Besides amazing breads and other baked deliciousness, they served soup, pizza, and sandwiches that were also prepared in a lovely and healthy way. There are more and more places like this in Central America. If you're ever in Mexico City, it's worth a trip to Coyoacan--for the market, but also for lunch at this bakery.

Friday, August 8, 2008

Mexican Fresh Food Markets

One of the reasons that I agreed to take a few of my remaining vacation days to go to Mexico for two small presentations at the International AIDS Conference was so that I could visit some local fresh food markets and bring back mole and vanilla beans. I posted queries on Chowhound and the Lonely Planet's Thorn Tree Forum to see if people had recommendations about where to go and whether I would have any trouble bringing things back. I didn't get very many responses, and didn't have a clear idea of where to go or what to do when I got there. Luckily, I ran into a friend of a friend of a friend at a breakfast on the first day I was there who is from Mexico City and told me to visit Mercado de Xochimilco and Mercado de Coyoacan.

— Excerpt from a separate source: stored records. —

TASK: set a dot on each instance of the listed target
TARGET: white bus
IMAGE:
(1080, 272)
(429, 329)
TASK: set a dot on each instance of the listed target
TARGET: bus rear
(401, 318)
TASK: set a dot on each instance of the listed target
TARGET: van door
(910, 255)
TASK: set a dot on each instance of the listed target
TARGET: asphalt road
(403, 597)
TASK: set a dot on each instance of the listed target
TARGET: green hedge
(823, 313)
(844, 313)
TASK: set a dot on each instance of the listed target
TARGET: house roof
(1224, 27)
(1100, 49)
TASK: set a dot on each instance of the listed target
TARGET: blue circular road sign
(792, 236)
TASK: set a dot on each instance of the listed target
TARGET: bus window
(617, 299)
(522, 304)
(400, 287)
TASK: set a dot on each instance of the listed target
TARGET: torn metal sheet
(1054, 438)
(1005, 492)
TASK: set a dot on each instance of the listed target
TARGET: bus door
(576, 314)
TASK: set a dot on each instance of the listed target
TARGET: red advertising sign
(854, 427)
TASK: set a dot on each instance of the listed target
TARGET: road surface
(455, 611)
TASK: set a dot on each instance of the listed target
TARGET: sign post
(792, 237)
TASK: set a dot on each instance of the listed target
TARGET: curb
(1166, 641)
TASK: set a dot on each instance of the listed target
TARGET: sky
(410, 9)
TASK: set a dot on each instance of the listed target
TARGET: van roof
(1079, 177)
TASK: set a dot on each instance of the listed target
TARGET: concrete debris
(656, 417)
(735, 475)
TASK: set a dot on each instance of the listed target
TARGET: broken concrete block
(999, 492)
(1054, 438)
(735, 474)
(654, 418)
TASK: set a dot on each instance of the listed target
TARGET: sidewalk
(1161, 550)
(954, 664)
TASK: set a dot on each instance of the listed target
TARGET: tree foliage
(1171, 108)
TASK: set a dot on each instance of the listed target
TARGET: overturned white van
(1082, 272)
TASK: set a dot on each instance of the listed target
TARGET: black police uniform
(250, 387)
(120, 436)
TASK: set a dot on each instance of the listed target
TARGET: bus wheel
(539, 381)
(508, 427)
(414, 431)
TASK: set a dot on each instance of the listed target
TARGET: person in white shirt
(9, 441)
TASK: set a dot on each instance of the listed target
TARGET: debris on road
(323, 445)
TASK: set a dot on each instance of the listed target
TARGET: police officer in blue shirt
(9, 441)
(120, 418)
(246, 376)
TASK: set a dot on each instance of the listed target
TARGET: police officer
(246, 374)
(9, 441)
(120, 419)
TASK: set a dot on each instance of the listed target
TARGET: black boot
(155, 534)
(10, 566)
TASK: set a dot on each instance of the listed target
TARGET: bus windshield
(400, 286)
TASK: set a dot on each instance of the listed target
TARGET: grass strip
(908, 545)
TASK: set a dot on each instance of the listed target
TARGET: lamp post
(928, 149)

Public transit in Mexico City is easier than in any other city I've ever visited, so it was easy to get around, even though both of these markets were very far from where I was staying, and from where the conference was being held. I spent time practicing my Spanish, taking pictures, and buying food stuffs to bring home. These are just a few pictures of the produce in these markets. In the coming days, I'll post more about what I've done with some of the ingredients I brought back. First up: mole verde chicken breast.

Monday, August 4, 2008

Street Food in Mexico--it's the best, no lie

I'm just finishing up a four-day trip to Mexico (attending pre-conference activities for the International AIDS conference here), and I have so much to tell. Although people warn about eating street food in Latin America, many who have been here will attest that street food--tacos, to be precise--are better than anything. And after summoning up the courage to approach a vendor with not the least bit of an idea about how to order, or what was in all of those piles of goodness, I'm glad I did it sooner than later. So while my colleagues were probably enjoying restaurant meals costing between $20 and $50 (with drinks), I was able to dine on less than $10 a night by buying a small bottle of wine at the supermarket (about $5), two tacos, an avocado, and a tomato at the market. The tortillas were fresh, and filled with pork, onions, peppers and hot sauce, or beef and cheese. They were amazing. As a single woman in a not-so-great area, I didn't want to eat at the stands myself, so I brought the tacos back to my hotel, cut up the avocado and tomato, put a little salt and lime on the salad, and voila! Almost a home-made dinner away from home. The last night here, I had a "vampiro" to drink as well--a mixture of beet, carrot, and lime juice. Delicious.

I strongly recommend, although I've heard that street food is for the strong of stomach. Be careful.